回転寿司

「ね、今日は……」

彼がこういう切り出し方をする時、後に続く言葉の種類はそう多くない。

私は、ぱっと横を向いて、彼の言葉を横取りした。

「お寿司、食べたいね」

「うん!」


席に着いたら、まず彼はお茶を淹れる。

私はその隣で二つ分の醤油皿に醤油を入れて、ガリを横に乗せる。

そして、二人でメニューを眺める。

何度も来た事があるこの店だけど、時期限定の品をバラエティ豊かに用意しているので、メニューは毎回端までちゃんと見る。

でも結局、最初に頼むものは決まってる。

「赤だし二つ」


「昔からね」

「うん」

すぐに運ばれてきたお味噌汁を飲んで、彼がこう言った。

「うちでいいことがあった時は、寿司だったんだ」

「へえ」

「だからなんとなく、寿司ってご褒美なんだよ」

「何かいいことあったの?」

「うん、ちょっとね……おっと」

彼が、流れていたイカとマグロを取る。

「源平セットだよ」

「げんぺい?」

「源氏と平氏の戦いになぞらえて。
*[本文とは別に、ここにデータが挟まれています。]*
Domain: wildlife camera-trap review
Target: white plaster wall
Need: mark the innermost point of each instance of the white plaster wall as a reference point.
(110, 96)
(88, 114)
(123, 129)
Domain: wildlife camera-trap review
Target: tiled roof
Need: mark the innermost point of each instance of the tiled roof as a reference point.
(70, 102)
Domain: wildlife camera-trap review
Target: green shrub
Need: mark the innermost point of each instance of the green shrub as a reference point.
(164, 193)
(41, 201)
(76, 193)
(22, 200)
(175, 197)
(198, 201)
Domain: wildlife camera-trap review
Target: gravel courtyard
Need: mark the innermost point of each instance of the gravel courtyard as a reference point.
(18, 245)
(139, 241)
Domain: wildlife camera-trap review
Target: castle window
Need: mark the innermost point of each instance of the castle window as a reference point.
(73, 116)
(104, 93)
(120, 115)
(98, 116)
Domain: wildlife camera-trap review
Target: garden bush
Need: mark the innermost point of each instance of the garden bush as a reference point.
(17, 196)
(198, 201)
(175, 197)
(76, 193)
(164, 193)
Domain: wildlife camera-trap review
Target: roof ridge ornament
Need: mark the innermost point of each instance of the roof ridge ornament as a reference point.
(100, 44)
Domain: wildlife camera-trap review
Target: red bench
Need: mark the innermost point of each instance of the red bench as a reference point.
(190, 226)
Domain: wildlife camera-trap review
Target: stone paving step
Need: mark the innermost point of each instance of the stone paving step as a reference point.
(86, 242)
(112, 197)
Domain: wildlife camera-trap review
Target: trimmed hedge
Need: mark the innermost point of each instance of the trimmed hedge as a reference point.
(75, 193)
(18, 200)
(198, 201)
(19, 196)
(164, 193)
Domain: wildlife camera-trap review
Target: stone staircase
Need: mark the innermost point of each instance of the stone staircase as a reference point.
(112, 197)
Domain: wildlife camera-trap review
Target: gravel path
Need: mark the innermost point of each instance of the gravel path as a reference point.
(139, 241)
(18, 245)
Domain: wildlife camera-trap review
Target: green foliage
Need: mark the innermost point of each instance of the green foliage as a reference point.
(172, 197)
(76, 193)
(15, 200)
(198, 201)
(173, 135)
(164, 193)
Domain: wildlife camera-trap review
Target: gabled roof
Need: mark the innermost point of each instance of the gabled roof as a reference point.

それぞれの旗印の色だよ。はい、源氏」

笑って渡されたのはイカの乗ったお皿だった。

「知らなかった?」

「うん。一つ賢くなった」

私は源氏の一人を平氏の皿に入れ、代わりに平氏を一人箸で摘み上げた。

「こうすれば平和なのにね」

それぞれの皿に、イカとマグロのお寿司が一つずつ。

お寿司が二個セットというのは、とっても都合がいい。

ちょっとずつたくさんというのが幸せ。

「まあね。でも戦争だからね、しゃっきりした噛み味ばっかりじゃないよ」

彼が店員さんを呼び止める。

「アナゴと、ハマチ、ホタテと赤貝、あとウニとカニ味噌」

店員さんはメモも取らずに威勢のいい挨拶を残して調理場へ向かった。

私は前の方をもう忘れてるのに。

「カニ味噌って珍しいね」

「ん。でもさ、ドロドロしてるものも美味しいものだよ」

「ふーん」

お茶を飲んでいたら、注文したものが次々と運ばれてくる。

アナゴとハマチ以外は分け合って食べる。

ハマチは私の好物で、彼がちょっと苦手にしてるものだから。

アナゴはその逆。

「美味しいね」

「うん。よかったね、土曜日なのにお店すいてて」

そう、私達のデートはいつも土曜日。

社会人の彼はお休みの日が土曜日だけ。

大学生の私も、もう少ししたらきっと働き始める。

そうしたら、どうなるのかな。

今よりもっと逢えなくなるのかな……

「ああそうだ」

「ん?」

「いいこと」

「ああ、何かあったの?」

「うん。明日、休みになったんだ」

「ほんと?!」

「うん。今日はずっと一緒に居られるよ」

「そっかぁ……」

弱みを見せるのは、ちょっと悔しいけど。

うふふ。

嬉しくて頬が緩んでしまう。

私はパッとメニューを手にして、次の皿を選び始めた。

「エンガワと、サーモン」

「はいはい」

彼がまた店員を呼ぶ。

私の言ったものを注文してくれる。

その間に、中身がなくなった二人分のお湯のみに、私がお茶を淹れる。

それから何枚か二人でお皿を空けて、私はごちそうさまと手を合わせた。

「今日はずいぶん食べたね。……で、白玉団子はいいの?」

「いいの。今日は」

白玉団子はお決まりのデザート。

三つのうち二つは私が食べて、一つは彼が食べる。

でもこの日は頼まなかった。


店を出て、手を繋いで、少し歩き始めてから、私は彼の顔を見上げるようにして言った。

「ねえ、この後……」

そうしたら、彼がパッとこっちを向いて、私の言葉を横取りした。